E na segunda-feira, ele organiza uma “cimeira do McDonald’s” para abordar a questão da acessibilidade, parte do que os assessores insistem ser uma programação “já agendada”.

Ainda assim, Trump minimizou a frustração interna em entrevistas, insistindo que as queixas económicas são exageradas e que tem estado a reconstruir a “má economia” que herdou da última administração.

O porta-voz da Casa Branca, Kush Desai, disse ao Daily Mail que o Presidente tem estado a “limpar a inflação e o desastre económico de Biden” e a cumprir um “mandato retumbante para implementar a política externa América Primeiro”, citando novos acordos comerciais, uma promessa de gastos de defesa da OTAN e o assassinato de narcoterroristas.

A Casa Branca disse que as viagens domésticas aumentarão antes das eleições intercalares.

E há contexto para as críticas: durante o primeiro mandato de Trump, ele fez apenas quatro viagens internacionais em 2017 – um ritmo muito mais lento – e durante quatro anos visitou 25 países no total.

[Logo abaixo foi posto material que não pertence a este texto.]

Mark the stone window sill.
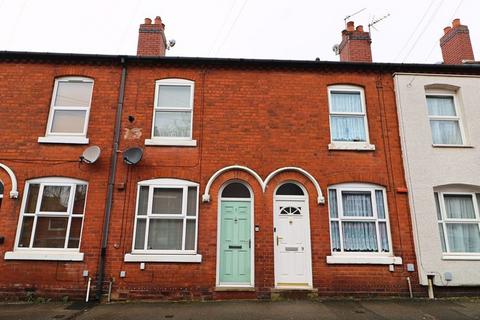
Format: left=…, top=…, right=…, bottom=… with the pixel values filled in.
left=145, top=138, right=197, bottom=147
left=38, top=136, right=89, bottom=144
left=124, top=253, right=202, bottom=263
left=327, top=256, right=402, bottom=265
left=4, top=250, right=83, bottom=261
left=328, top=141, right=375, bottom=151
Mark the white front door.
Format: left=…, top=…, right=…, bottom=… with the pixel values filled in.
left=274, top=197, right=312, bottom=289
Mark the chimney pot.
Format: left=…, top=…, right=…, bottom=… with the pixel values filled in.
left=347, top=21, right=355, bottom=31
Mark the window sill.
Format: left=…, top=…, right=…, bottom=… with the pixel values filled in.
left=432, top=144, right=473, bottom=149
left=328, top=142, right=375, bottom=151
left=145, top=139, right=197, bottom=147
left=38, top=136, right=89, bottom=144
left=442, top=254, right=480, bottom=261
left=124, top=253, right=202, bottom=263
left=4, top=250, right=83, bottom=261
left=327, top=256, right=402, bottom=265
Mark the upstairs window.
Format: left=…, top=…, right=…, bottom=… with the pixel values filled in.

Em comparação, Biden fez 21 viagens internacionais a 28 países durante a sua presidência, inicialmente prejudicadas pela pandemia.

Trump, que atingiu 13 países em menos de um ano, sublinha agora quão dramaticamente acelerou o seu itinerário estrangeiro e porque é que os sinais de alarme estão a soar entre a sua base.

“Muitos dos altos escalões… estão sempre do outro lado do mundo”, disse Dans. ‘Por que você não fica para trás e executa parte da agenda da América? Existem apenas algumas horas em um dia.